Forward-Backward Knowledge Distillation for Continual Clustering
Mohammadreza Sadeghi, Zihan Wang, Narges Armanfard
TL;DR
FBCC tackles catastrophic forgetting in Unsupervised Continual Clustering by introducing a single teacher encoder with a cluster projector and multiple lightweight student encoders. It uses two phases—Forward Knowledge Distillation, where the teacher learns new clusters while leveraging knowledge from specialized students, and Backward Knowledge Distillation, where a lightweight student mimics the teacher to retain task-specific knowledge for future tasks. The method integrates prototype-informed discrimination, contrastive clustering, and a memory-efficient, task-specific clustering head, with memory saved by storing only a set of light-weight students instead of full past models or data. Empirical results on CIFAR-10, CIFAR-100, and Tiny-ImageNet show FBCC achieving higher average clustering accuracy and lower forgetting than strong baselines while using fewer parameters, highlighting its practical potential for real-world, evolving data streams.
Abstract
Unsupervised Continual Learning (UCL) is a burgeoning field in machine learning, focusing on enabling neural networks to sequentially learn tasks without explicit label information.
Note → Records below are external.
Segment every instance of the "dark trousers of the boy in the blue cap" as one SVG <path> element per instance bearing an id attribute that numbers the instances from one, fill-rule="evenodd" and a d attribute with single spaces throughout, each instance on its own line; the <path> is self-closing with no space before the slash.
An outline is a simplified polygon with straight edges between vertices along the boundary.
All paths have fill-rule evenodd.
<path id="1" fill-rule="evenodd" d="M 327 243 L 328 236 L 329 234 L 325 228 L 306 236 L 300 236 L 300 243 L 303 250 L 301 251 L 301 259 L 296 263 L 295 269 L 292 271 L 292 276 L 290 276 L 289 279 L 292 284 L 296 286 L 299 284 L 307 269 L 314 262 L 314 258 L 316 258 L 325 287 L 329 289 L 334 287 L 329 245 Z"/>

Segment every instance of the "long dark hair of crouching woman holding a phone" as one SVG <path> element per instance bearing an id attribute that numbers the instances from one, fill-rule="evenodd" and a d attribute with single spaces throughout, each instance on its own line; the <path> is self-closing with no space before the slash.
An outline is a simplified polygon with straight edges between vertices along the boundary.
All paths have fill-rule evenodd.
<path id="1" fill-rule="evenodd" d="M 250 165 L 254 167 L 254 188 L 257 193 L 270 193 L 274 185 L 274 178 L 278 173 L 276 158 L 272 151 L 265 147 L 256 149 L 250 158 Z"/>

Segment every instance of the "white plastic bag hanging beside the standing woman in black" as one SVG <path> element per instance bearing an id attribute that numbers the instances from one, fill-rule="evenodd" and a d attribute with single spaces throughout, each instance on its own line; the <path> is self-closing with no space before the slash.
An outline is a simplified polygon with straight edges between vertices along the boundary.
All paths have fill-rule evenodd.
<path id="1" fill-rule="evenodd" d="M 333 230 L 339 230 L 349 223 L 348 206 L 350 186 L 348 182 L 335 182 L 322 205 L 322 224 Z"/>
Catastrophic Forgetting (CF), where models forget previously learned tasks upon learning new ones, poses a significant challenge in continual learning, especially in UCL, where labeled information of data is not accessible. CF mitigation strategies, such as knowledge distillation and replay buffers, often face memory inefficiency and privacy issues. Although current research in UCL has endeavored to refine data representations and address CF in streaming data contexts, there is a noticeable lack of algorithms specifically designed for unsupervised clustering. To fill this gap, in this paper, we introduce the concept of Unsupervised Continual Clustering (UCC). We propose Forward-Backward Knowledge Distillation for unsupervised Continual Clustering (FBCC) to counteract CF within the context of UCC. FBCC employs a single continual learner (the ``teacher'') with a cluster projector, along with multiple student models, to address the CF issue. The proposed method consists of two phases: Forward Knowledge Distillation, where the teacher learns new clusters while retaining knowledge from previous tasks with guidance from specialized student models, and Backward Knowledge Distillation, where a student model mimics the teacher's behavior to retain task-specific knowledge, aiding the teacher in subsequent tasks. FBCC marks a pioneering approach to UCC, demonstrating enhanced performance and memory efficiency in clustering across various tasks, outperforming the application of clustering algorithms to the latent space of state-of-the-art UCL algorithms.